Zum Inhalt: „Erkennen, was die Welt im Innersten zusammenhält,“ will Faust und begibt sich auf die Suche: Rausch, Verjüngung, Sex und Zauberei. „Ich will in dieser Stunde mehr gewinnen als in des Jahres Einerlei.“ Faust lässt alle Vernunft fahren (oder versucht es zumindest), gibt Kontrolle ab und hofft im intensiven Leben die Welt endlich zu begreifen. Die Regisseurin Leonie Böhm sagt: „Ich bin Faust“ und legt zusammen mit den Schauspieler*innen Annette Paulmann, Julia Riedler und Benjamin Radjaipour die echten Gefühle im alten Faust-Text frei. So wie die Cloudrapper*innen der Gegenwart ihrem Künstlernamen ein „Yung“ hinzufügen und damit nicht nur buchstäbliche Jugend anzeigen, sondern auch ihren frischen Zugriff auf die Welt und die Beziehungen in ihr, will „Yung Faust“ den allzu viel gesprochenen Sätzen des mächtigen alten weißen Mannes (Goethe) eine verletzliche Unmittelbarkeit abgewinnen. Echte Zitate, echte Begegnungen: „Mein Busen fängt mir an zu brennen!“
Mit Annette Paulmann, Benjamin Radjaipour, Julia Riedler Live-musik: Johannes Rieder
Inszenierung: Leonie Böhm Bühne: Sören Gerhardt Kostüme: Mascha Mihoa Bischoff Musik: Johannes Rieder Licht: Jürgen Tulzer Dramaturgie: Tarun Kade
‘‘Überhaupt sehr emotional verspielt kommt diese Inszenierung daher. Vor einem Nichtbühnenbild mit allerlei Wasserspielen und Pflanzentapetenrückwand performen Riedler, Radjaipour und als Dritte im Bunde Annette Paulmann eine Art Faust‘schen Gemütszustand, der von total depri (Paulmann) über cool und lasziv (Riedler) bis zu völlig überdreht und albern (Radjaipour) reicht. Am Synthesizer steuert Musiker Johannes Rieder die passenden Elektroklänge bei. Natürlich wird sich ordentlich nass gemacht und in einer Art soften YouPorn-Action alle Möglichkeiten der Spring- bzw. Jungbrunnen und Wasserspiele ausgetestet. Die drei Akteure wälzen sich über den Boden, setzen sich Tierschädelmasken auf, spielen in verteilten Rollen Fausts Begegnung mit Gretchen und animieren auch mal mit einer Entschuldigungsszene das Publikum, ins Gefühlsbad einzusteigen.

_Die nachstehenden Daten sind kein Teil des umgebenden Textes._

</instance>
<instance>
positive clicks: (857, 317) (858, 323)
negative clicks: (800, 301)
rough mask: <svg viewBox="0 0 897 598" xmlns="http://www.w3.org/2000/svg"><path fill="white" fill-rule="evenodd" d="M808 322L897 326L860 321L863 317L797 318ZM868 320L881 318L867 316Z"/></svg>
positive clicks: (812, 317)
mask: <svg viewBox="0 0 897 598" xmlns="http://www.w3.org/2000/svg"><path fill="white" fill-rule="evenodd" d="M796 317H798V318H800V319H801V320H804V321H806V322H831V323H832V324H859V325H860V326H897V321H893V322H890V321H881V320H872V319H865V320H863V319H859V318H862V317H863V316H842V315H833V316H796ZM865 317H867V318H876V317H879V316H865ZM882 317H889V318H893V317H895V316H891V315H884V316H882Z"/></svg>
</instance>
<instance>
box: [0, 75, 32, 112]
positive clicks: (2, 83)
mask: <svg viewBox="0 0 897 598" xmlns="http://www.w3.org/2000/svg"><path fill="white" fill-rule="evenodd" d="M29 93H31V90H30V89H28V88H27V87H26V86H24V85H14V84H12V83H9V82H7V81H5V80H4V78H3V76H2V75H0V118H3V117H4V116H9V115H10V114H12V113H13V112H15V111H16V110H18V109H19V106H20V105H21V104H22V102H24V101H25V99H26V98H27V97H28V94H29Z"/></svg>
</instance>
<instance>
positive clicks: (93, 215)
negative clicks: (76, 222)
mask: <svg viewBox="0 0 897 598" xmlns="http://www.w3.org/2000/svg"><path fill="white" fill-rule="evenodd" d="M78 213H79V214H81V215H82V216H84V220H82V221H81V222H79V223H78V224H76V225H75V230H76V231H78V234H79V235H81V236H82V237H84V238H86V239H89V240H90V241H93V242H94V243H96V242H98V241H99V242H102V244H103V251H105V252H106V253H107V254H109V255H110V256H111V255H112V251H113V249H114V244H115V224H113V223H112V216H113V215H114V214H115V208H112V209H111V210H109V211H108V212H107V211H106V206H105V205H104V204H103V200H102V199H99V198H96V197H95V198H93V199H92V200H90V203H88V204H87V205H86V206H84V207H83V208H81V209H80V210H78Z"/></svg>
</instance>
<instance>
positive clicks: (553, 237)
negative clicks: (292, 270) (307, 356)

„Zu alt, um nur zu spielen, zu jung, um ohne Wunsch zu sein.“ Die zugeben für ein junges Publikum wohl wenig interessanten Sehnsüchte des alten, weißen Mannes Faust werden hier verulkt zum lustigen Kindergeburtstag mit Anfassen. „Was die Welt im inneren zusammenhält“ ist hier aber nicht weiter von Belang. Mit ein paar Hugs ist der Pakt zwischen Faust und Mephisto geschlossen. Doch wie nun weiter, weiß die Inszenierung nur als Frage: „Wie fangen wir das an?“ Und so offen endet dann auch diese nur 1stündige, auf Dauer doch recht belanglose Teenage-Faust-Versuchsanordnung.‘‘ schreibt Stefan Bock am 16. Juli 2019 auf KULTURA-EXTRA
„Yung Faust“ hat den Charme improvisierten Off-Theaters. Die Spieler*innen schlendern durch die Reihen und quatschen das Publikum an, schlittern bäuchlings durch die Pfützen, die der schöne Springbrunnen im Zentrum der Bühne verursacht, und halten immer in der Schwebe, wer nun gerade Faust, Mephisto und Gretchen. Die Liebesszene zwischen Gretchen und ihrem Faust wird natürlich geschlechterverkehrt gespielt: Hier ist es Paulmann, die ihren jüngeren Kollegen Radjaipour doggystyle rannimmt.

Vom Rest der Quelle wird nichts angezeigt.